There’s a ton of activity around the web for
Open Access Week 2012. There’s
eleventymillion
events in person and online around the world for you to engage in.
I’m not doing any, for the first time in a long time. The OA movement is
running
downhill now, for real. Despite the
squeals
of those who would defend a broken business model tied to a broken
access model, this one’s pretty much over. The question isn’t “if”
open access, it’s “how” open access.
OA isn’t going to be pretty, just as the old system wasn’t pretty. Using
the flaws of the publishing industry itself as a rationale to ration
access is a weak strawman - conflicts of interest and
hucksters
flacking bad journals aren’t exactly an invention of open access.

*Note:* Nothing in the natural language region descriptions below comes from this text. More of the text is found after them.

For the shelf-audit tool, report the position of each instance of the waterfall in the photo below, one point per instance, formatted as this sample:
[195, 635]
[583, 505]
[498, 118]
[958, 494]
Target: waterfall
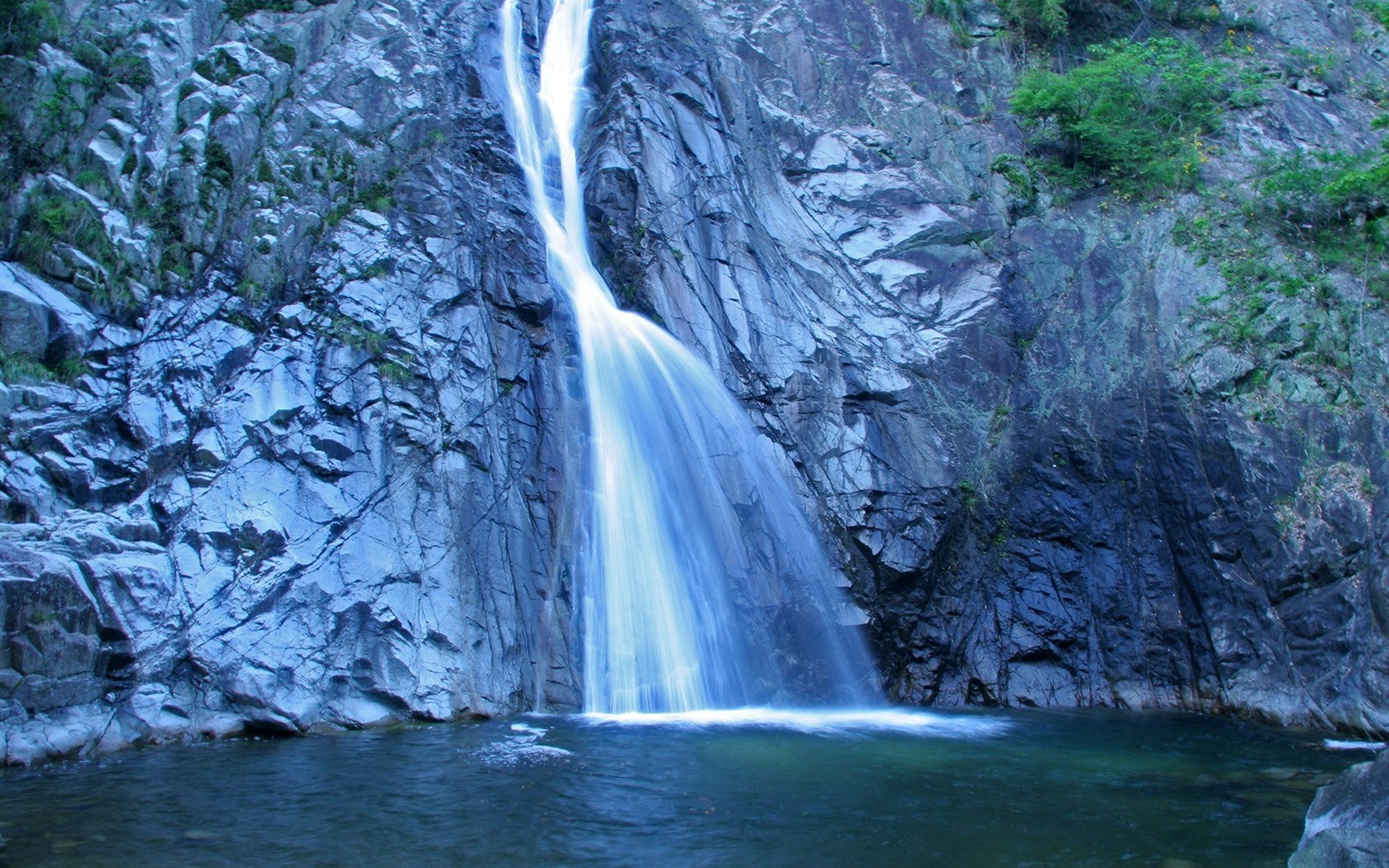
[702, 584]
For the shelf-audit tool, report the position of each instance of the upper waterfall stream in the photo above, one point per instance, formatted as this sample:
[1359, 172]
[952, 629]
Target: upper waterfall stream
[703, 586]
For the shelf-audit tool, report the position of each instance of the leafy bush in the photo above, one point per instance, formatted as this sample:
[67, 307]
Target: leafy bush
[1377, 8]
[53, 220]
[26, 24]
[1137, 108]
[1325, 189]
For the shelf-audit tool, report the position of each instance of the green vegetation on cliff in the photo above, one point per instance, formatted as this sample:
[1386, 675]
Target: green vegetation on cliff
[1137, 108]
[26, 24]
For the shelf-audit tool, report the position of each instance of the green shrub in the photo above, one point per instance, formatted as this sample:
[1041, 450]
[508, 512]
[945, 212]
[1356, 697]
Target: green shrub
[1377, 8]
[26, 24]
[52, 220]
[1137, 110]
[17, 367]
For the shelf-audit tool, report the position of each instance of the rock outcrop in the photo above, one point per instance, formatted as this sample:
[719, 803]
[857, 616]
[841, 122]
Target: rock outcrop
[308, 465]
[1348, 824]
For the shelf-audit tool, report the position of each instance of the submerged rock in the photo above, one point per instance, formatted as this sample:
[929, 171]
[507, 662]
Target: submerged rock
[1348, 824]
[313, 465]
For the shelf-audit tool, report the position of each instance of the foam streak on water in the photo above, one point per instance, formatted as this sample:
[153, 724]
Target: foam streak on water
[816, 721]
[702, 584]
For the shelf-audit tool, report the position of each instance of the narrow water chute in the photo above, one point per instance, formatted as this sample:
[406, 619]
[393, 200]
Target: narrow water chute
[702, 584]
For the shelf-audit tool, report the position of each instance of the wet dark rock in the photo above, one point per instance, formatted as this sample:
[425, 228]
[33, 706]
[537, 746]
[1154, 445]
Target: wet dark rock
[1348, 824]
[317, 471]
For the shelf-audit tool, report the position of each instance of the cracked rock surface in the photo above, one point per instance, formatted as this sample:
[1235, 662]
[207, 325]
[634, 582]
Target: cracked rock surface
[310, 469]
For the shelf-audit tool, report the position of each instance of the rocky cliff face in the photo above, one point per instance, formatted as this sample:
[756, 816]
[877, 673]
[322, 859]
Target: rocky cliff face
[310, 464]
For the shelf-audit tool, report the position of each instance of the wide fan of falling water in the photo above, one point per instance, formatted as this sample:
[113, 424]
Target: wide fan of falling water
[703, 586]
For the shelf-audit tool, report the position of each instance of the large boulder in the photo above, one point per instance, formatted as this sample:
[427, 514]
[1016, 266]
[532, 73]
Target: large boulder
[1348, 824]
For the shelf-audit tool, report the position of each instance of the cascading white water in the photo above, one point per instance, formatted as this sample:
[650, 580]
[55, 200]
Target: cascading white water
[703, 586]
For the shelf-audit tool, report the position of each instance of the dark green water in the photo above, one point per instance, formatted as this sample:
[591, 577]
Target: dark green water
[1050, 789]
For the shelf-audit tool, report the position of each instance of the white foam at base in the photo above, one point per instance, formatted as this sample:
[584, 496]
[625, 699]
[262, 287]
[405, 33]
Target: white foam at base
[1339, 745]
[816, 721]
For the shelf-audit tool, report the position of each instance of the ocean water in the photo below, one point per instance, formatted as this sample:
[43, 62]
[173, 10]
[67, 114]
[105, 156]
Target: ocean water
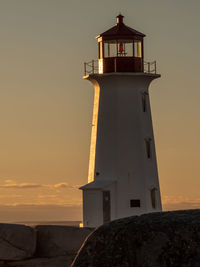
[64, 223]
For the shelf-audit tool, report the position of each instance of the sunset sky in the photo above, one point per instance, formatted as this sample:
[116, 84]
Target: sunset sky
[46, 107]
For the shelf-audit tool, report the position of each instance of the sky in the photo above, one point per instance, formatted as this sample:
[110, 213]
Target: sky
[46, 106]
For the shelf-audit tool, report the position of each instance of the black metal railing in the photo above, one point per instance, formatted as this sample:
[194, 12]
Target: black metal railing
[92, 67]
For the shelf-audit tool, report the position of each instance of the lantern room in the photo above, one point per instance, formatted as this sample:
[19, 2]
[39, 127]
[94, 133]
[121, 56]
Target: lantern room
[120, 49]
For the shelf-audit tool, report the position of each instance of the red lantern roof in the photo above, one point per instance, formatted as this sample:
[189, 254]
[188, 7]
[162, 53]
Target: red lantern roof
[120, 30]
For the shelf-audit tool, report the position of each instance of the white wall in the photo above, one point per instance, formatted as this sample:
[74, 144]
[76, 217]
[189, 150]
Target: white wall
[122, 127]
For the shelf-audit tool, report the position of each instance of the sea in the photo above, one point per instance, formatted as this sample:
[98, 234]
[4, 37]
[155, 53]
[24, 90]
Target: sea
[63, 223]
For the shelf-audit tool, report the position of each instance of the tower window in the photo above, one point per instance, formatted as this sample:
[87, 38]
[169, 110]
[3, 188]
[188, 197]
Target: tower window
[134, 203]
[148, 147]
[144, 101]
[137, 49]
[153, 197]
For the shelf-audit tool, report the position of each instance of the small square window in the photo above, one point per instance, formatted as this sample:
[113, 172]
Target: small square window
[134, 203]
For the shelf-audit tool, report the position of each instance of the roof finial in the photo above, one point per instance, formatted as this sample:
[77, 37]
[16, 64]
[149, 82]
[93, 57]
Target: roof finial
[120, 18]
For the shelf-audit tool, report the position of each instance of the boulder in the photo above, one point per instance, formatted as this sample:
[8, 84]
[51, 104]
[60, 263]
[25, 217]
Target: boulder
[54, 240]
[165, 239]
[16, 241]
[64, 261]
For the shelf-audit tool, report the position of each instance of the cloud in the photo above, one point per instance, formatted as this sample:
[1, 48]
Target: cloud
[21, 186]
[180, 202]
[13, 185]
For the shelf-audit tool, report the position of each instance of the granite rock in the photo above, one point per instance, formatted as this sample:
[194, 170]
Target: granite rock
[64, 261]
[165, 239]
[54, 240]
[16, 241]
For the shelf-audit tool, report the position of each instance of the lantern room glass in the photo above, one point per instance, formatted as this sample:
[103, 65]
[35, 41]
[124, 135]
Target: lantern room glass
[121, 48]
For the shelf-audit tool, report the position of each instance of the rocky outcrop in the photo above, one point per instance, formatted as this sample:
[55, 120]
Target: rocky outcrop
[62, 261]
[41, 246]
[17, 242]
[53, 241]
[168, 239]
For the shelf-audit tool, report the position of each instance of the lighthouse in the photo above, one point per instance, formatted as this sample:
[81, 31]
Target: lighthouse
[123, 177]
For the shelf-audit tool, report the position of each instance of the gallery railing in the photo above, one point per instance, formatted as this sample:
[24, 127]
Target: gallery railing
[92, 67]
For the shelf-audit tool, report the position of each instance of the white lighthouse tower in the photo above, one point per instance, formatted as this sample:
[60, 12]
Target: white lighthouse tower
[123, 176]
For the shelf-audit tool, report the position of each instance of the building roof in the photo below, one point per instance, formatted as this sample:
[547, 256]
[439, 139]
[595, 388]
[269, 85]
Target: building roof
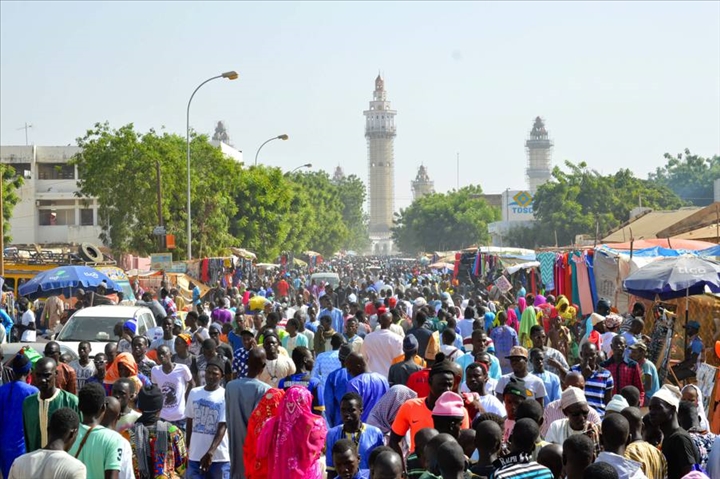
[648, 225]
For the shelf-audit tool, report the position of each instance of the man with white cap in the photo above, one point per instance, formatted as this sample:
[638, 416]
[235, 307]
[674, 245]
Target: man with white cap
[616, 405]
[519, 362]
[677, 446]
[576, 409]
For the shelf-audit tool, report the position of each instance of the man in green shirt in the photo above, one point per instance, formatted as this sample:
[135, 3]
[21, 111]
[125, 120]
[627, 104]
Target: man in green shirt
[37, 408]
[99, 448]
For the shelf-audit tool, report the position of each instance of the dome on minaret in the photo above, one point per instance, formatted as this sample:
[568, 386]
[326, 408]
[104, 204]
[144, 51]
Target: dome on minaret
[379, 82]
[422, 185]
[339, 174]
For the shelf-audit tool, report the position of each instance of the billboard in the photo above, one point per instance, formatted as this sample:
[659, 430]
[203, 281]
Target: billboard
[517, 205]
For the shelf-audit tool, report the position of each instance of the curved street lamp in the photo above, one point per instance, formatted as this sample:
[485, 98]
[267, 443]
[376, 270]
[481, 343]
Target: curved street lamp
[306, 165]
[282, 137]
[231, 75]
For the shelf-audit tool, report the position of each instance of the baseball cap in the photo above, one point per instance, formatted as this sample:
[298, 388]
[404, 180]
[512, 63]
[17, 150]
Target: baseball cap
[692, 325]
[517, 352]
[410, 343]
[517, 387]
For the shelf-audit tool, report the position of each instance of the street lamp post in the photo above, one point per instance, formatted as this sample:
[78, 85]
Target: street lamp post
[231, 75]
[306, 165]
[282, 137]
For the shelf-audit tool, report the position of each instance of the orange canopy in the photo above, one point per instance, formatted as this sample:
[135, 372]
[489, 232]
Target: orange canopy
[671, 243]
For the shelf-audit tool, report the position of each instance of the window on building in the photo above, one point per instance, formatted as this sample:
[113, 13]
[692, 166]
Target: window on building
[21, 169]
[60, 217]
[86, 217]
[56, 171]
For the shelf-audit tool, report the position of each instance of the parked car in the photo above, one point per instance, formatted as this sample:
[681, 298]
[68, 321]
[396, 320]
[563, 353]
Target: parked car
[328, 278]
[10, 350]
[96, 324]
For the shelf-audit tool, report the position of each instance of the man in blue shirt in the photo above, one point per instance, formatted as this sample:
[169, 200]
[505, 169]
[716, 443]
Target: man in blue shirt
[693, 354]
[365, 436]
[338, 322]
[551, 380]
[649, 371]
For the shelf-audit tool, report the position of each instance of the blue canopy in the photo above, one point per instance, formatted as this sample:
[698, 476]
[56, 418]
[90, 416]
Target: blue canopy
[66, 280]
[674, 277]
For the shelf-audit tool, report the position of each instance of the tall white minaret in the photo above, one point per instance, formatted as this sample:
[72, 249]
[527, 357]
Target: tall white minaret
[538, 145]
[380, 134]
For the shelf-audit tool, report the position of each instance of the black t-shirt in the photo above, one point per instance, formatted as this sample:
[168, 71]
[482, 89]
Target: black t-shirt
[680, 452]
[422, 334]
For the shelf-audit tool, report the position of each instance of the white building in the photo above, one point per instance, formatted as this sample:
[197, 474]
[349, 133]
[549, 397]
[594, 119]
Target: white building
[48, 211]
[380, 134]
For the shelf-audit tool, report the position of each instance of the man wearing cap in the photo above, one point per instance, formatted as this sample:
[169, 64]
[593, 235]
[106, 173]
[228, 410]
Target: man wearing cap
[576, 409]
[242, 395]
[370, 386]
[448, 413]
[168, 339]
[693, 354]
[12, 395]
[625, 372]
[650, 381]
[37, 408]
[514, 393]
[677, 446]
[206, 435]
[553, 411]
[382, 346]
[519, 362]
[598, 380]
[336, 387]
[416, 414]
[400, 372]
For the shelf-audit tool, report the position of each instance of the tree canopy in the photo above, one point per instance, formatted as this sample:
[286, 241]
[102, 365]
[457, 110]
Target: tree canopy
[690, 176]
[579, 201]
[258, 208]
[11, 183]
[440, 222]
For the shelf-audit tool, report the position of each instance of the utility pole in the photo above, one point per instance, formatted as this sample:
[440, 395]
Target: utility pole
[161, 238]
[2, 222]
[26, 127]
[458, 171]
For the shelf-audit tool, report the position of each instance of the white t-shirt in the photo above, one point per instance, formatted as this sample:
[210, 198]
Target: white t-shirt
[173, 387]
[532, 382]
[607, 344]
[126, 469]
[29, 335]
[83, 373]
[493, 405]
[45, 464]
[207, 411]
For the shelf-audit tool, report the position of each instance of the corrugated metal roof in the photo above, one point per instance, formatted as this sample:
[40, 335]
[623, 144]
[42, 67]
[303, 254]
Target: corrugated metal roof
[648, 225]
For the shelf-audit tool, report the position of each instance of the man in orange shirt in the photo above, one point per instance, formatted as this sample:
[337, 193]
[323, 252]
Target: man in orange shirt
[416, 414]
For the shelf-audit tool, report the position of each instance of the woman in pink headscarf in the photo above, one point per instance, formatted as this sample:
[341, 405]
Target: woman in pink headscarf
[512, 319]
[293, 440]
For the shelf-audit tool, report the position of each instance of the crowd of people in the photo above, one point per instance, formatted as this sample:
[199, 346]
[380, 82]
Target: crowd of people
[398, 375]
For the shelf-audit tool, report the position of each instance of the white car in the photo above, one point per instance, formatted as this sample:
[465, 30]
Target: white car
[97, 323]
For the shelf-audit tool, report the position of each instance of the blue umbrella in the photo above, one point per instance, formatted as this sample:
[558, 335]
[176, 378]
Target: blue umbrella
[674, 277]
[66, 280]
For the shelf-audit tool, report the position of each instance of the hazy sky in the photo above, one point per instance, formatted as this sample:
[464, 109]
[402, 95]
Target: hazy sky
[619, 84]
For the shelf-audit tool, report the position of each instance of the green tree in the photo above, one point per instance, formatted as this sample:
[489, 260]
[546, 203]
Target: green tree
[689, 176]
[582, 201]
[11, 183]
[118, 168]
[267, 209]
[352, 192]
[440, 222]
[327, 233]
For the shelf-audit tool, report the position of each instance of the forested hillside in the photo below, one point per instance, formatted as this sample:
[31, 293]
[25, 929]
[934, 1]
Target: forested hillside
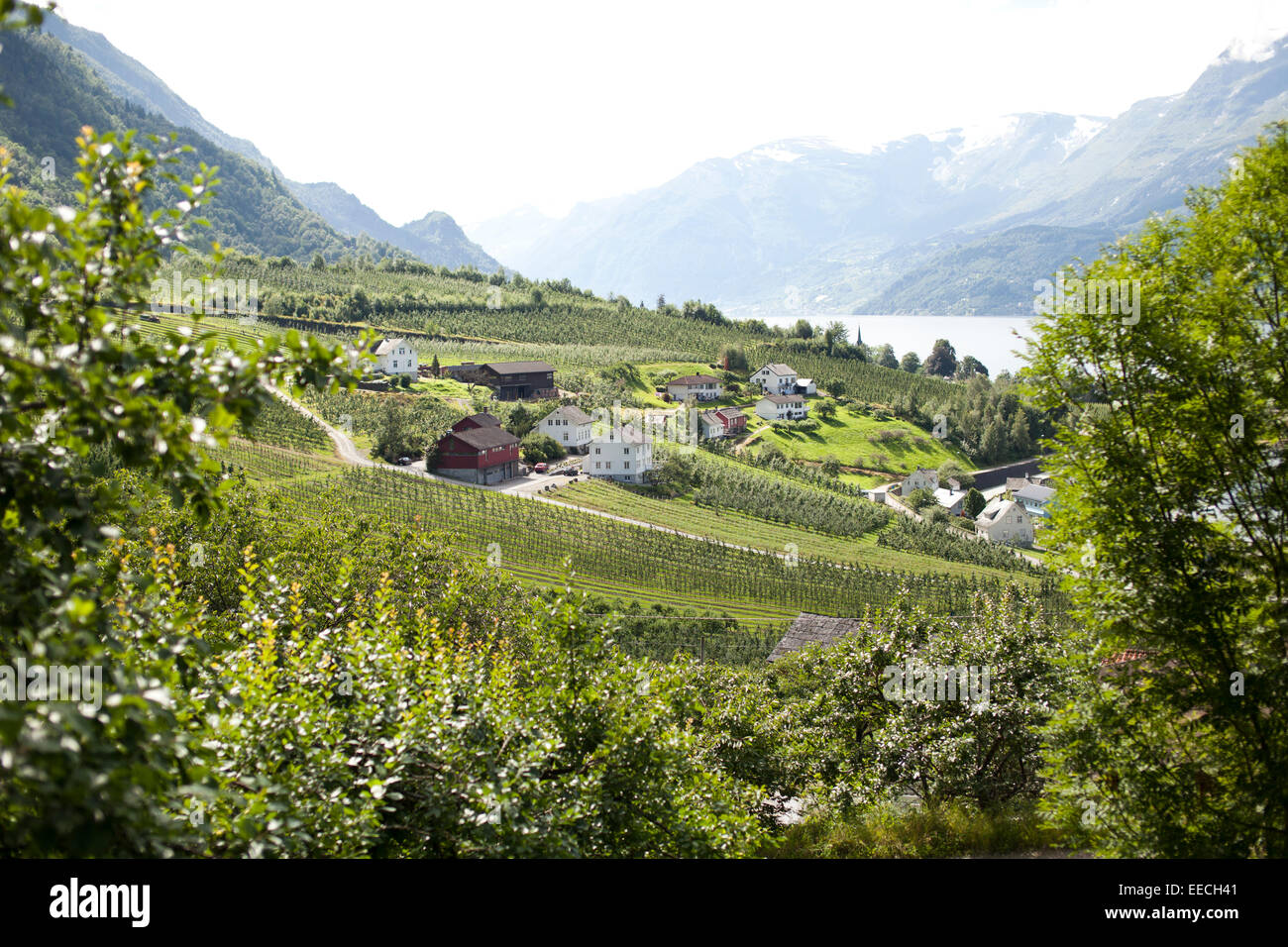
[55, 94]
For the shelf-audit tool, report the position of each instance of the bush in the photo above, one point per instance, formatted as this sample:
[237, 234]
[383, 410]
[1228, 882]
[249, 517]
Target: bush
[898, 831]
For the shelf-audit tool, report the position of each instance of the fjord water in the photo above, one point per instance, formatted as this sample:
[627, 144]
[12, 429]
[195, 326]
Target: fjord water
[992, 339]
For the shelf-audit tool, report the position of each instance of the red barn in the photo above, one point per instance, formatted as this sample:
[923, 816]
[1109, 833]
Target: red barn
[478, 450]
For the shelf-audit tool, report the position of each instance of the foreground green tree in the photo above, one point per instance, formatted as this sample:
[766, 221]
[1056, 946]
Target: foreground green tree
[1172, 525]
[77, 376]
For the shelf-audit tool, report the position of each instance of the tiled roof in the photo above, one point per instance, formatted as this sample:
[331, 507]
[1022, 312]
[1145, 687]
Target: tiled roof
[519, 368]
[780, 368]
[627, 434]
[695, 380]
[1034, 492]
[995, 509]
[483, 438]
[809, 629]
[571, 412]
[482, 419]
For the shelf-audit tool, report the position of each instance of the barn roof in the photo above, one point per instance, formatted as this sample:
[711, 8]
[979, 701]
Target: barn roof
[1034, 492]
[809, 629]
[482, 438]
[571, 412]
[695, 380]
[483, 419]
[519, 368]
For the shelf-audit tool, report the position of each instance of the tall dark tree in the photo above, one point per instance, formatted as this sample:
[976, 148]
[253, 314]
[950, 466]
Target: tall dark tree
[941, 360]
[1171, 526]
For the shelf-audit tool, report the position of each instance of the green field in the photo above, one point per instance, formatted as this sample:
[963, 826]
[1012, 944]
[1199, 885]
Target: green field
[849, 437]
[735, 528]
[552, 545]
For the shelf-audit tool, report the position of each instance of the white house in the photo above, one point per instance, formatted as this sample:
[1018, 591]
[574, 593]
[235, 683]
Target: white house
[395, 357]
[621, 454]
[921, 478]
[782, 407]
[776, 377]
[726, 421]
[1034, 499]
[570, 427]
[698, 386]
[951, 499]
[1005, 521]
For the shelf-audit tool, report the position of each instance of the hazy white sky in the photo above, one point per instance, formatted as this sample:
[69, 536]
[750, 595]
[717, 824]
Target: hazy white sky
[480, 107]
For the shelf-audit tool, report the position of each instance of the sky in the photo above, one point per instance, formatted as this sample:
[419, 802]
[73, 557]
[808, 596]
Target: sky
[482, 107]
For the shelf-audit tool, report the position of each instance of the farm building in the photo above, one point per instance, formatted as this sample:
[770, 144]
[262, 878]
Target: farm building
[726, 421]
[570, 427]
[395, 357]
[921, 478]
[776, 377]
[697, 386]
[478, 450]
[510, 380]
[621, 454]
[1005, 521]
[951, 500]
[782, 407]
[812, 629]
[1034, 499]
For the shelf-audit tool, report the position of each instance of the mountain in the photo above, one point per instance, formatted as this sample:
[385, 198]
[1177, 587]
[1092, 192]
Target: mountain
[436, 239]
[443, 239]
[55, 91]
[960, 221]
[133, 81]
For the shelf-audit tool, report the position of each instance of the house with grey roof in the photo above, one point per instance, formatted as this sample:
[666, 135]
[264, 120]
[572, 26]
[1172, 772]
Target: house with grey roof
[776, 377]
[1005, 521]
[1034, 499]
[812, 629]
[570, 427]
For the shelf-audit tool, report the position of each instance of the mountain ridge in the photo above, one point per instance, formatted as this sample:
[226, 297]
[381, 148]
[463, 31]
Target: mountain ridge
[342, 210]
[841, 230]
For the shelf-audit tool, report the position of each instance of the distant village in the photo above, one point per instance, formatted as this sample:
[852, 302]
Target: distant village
[478, 450]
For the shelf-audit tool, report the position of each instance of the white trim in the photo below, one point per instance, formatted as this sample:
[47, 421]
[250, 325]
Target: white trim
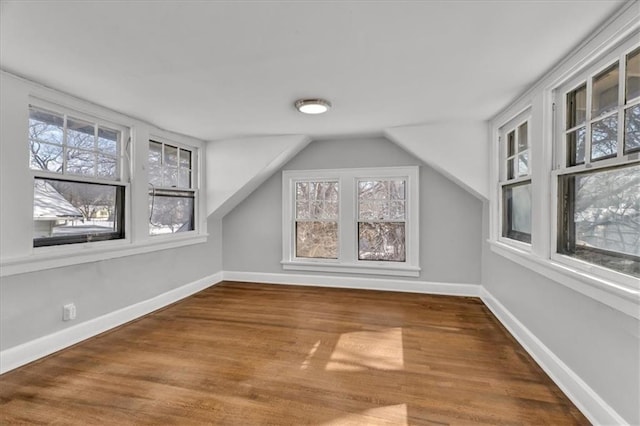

They’re part of publishing.
But Open Access means vastly more readers, and wider distribution of
knowledge driven by science. And in the end, that point trumps all -
especially given the public investment made by taxpayers in science.
There is no constitutional protection for industries disrupted by
network effects. Just ask
Borders.
Anyhow. This year’s been a weird year for me in OA. I’m not working in
the heart of the movement, having moved over to try to make it easy to
donate your data to science instead. But I
did help poke a stick in the White House’s eye with the
Access2Research petition, for which
we are still awaiting a reply.
Honestly, once August came and went I gave up hope of hearing anything
before the election. The news cycles in a presidential election,
especially one as taut as this one, magnify everything. An OA policy
would’ve been jumped on by the Romney campaign, quoting those
Elsevier
stock hits as American job losses on the way. I remain very hopeful
that the answer when it comes is a policy extending the NIH public
access policy across all federal agencies but I’ve always been willing
to believe.
The extension of the policy is the natural end game for OA in the US
from a taxpayer perspective. It’s not the end of the movement though.
Now we need to avoid fragmentation. We need ORCID to actually not just
mint identifiers, but itself act like an open organization (give us the
freaking source code already, ok?). We need more entrepreneurs starting
new publishing businesses, and testing new business models. We need big
publishers to recognize the opportunity - to be the IBM/open source of
the space.
And we need some acknowledgment that licensing, in the end, is really
important. If it ain’t CC-BY, it ain’t compliant with the community
definitions of OA. It’s better than no access at all, but we should
never, ever trade away our rights in return for free stuff, even if that
free stuff is knowledge.
Congrats all on a great year, and here’s hoping I get a good excuse to
bust out the Snoopy Dance sometime in November.